Data compare results export issues

I've been working in TOAD data point 5.0+ 64 bit on Windows 10 with 64 bit Office 365, and while the data compare is working great within the application, I am having some problems when exporting the data compare results. This is a problem as we would like to use the exported Excel files to share compare results with users who do not have TOAD Data Point, and save them as documentation.

There are currently 2 major issues with the data compare export files:

1.) Data compare exports (Excel files) do not function well if larger than 50-100k rows, and freeze Excel if larger than 400-500k rows.
I tried using the data compare on a table that has 500k+ rows X 80 columns and the compare works fine in TDP, however if I export this to Excel it locks up my excel application upon opening this file in Excel. RAM use will climb to about 8gb until Excel just becomes unresponsive. It appears to be a problem with the formatting causing a lot of strain on Excel as if I take a smaller file and clear formatting , it becomes much more responsive. I was also able to get the 500+k row file to allow me to select all data , and paste values to a new workbook. This new workbook was working fine until I then tried to paste formatting from the original data compare export , at which point both Excel instances froze. So it would appear the formatting may be causing a large strain on Excel for files with a lot of rows. Clearing the formatting would render the compare files almost useless as being able to filter by color is what makes these so very useful.
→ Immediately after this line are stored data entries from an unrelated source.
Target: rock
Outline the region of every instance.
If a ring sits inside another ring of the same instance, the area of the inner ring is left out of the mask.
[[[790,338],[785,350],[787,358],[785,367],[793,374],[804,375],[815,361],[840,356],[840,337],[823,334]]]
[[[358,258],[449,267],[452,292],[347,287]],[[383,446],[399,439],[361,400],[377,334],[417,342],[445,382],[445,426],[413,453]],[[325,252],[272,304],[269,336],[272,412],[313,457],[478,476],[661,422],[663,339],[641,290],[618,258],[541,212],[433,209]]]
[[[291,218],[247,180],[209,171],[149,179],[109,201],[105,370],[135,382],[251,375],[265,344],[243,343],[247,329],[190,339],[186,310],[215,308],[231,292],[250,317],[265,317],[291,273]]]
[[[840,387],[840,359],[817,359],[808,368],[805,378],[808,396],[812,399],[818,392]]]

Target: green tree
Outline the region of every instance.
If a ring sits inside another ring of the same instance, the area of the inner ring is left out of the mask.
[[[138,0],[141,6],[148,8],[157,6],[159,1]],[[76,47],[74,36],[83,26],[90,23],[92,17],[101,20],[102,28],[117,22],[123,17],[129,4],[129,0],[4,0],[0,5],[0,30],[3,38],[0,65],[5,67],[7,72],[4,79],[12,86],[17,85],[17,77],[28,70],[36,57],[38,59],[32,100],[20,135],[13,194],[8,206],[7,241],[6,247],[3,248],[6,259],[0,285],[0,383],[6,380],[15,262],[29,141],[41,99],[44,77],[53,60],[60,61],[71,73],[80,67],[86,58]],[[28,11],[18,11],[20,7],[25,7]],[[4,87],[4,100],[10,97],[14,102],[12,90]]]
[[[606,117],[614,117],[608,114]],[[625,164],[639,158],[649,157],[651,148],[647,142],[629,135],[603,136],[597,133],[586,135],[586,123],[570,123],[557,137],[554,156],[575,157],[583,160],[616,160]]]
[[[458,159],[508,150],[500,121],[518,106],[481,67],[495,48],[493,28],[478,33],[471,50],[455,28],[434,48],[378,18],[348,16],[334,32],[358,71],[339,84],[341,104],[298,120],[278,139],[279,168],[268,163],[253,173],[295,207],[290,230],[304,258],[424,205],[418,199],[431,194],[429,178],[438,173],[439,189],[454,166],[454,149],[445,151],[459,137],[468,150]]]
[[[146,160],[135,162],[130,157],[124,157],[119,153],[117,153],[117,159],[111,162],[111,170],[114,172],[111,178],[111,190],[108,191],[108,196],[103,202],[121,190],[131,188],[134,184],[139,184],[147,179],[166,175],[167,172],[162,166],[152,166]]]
2.) When doing a data compare, if either the option for "Ignore whitespace" or "treat empty values as nulls" is enabled, the data compare export to excel causes EVERY string to be highlighted in purple as a "difference". This is not seen in the GUI, and the compare results are displayed correctly in TDP. It only occurs when exporting the compare with one of these options enabled. This essentially makes exporting a data compare result using these options unusable.

Aside from the above issues, it would perhaps be an item for the idea pond that TOAD data point offers other options for exporting data compare results. Excel is good for smaller comparisons but doesn't work (currently) for large comparisons. It will also have a limit to 1 million rows making it impossible to save a comparison result of 1+ million rows.

Thanks,
Dan

Hi Dan,
thanks for your question.
ad 1) Maybe you've already browsed for some performance advice, this thread seems to discuss a few Excel performance points. From our point view, you could consider how to optimize your query - by lowering the number of exported columns, rows.
How much RAM have you got? 16 GB is recommended. Which version of TDP do you use? There were a couple of performance adjustments in .0.6 so that may help too.
ad 2) I need to test this point.

Which format do you suggest? Excel or CSV files in 64bit Excel are usually large enough for most of our users.

Hi Dan,

Thanks for your response.
1.) I just read through this, and here are my responses;

  • I can rule out most of the suggestions dealing with external links, custom formulas etc as this file is directly exported from TOAD data point, I have not made any modifications to it.
  • Lowering the exported rows does help, but in this particular instance this is already the reduced row count (500k rows) . The full comparison row count was 1.4 million but excel cannot support over 1 mm rows.
  • I've tried the other suggestions but it did not improve the performance.
  • I have tried this on 2 machines. My laptop with a 4 core (8 hyperthreaded) Intel Core i5-8359U with 16 gb RAM. The excel sheet will freeze immediately on this PC. I also have a Virtual PC that has enhanced resources, this has an Intel Xeon Gold 6148 x 8 cores , and 32 gb RAM. This VPC is able to open the file, and sometimes I can do a few small actions before it freezes, but eventually excel just becomes unresponsive here as well. It typically happens once excel RAM use gets to about 8gb.
  • I was previously trying this on TDP 5.06.97, and now am trying on 5.07.106 .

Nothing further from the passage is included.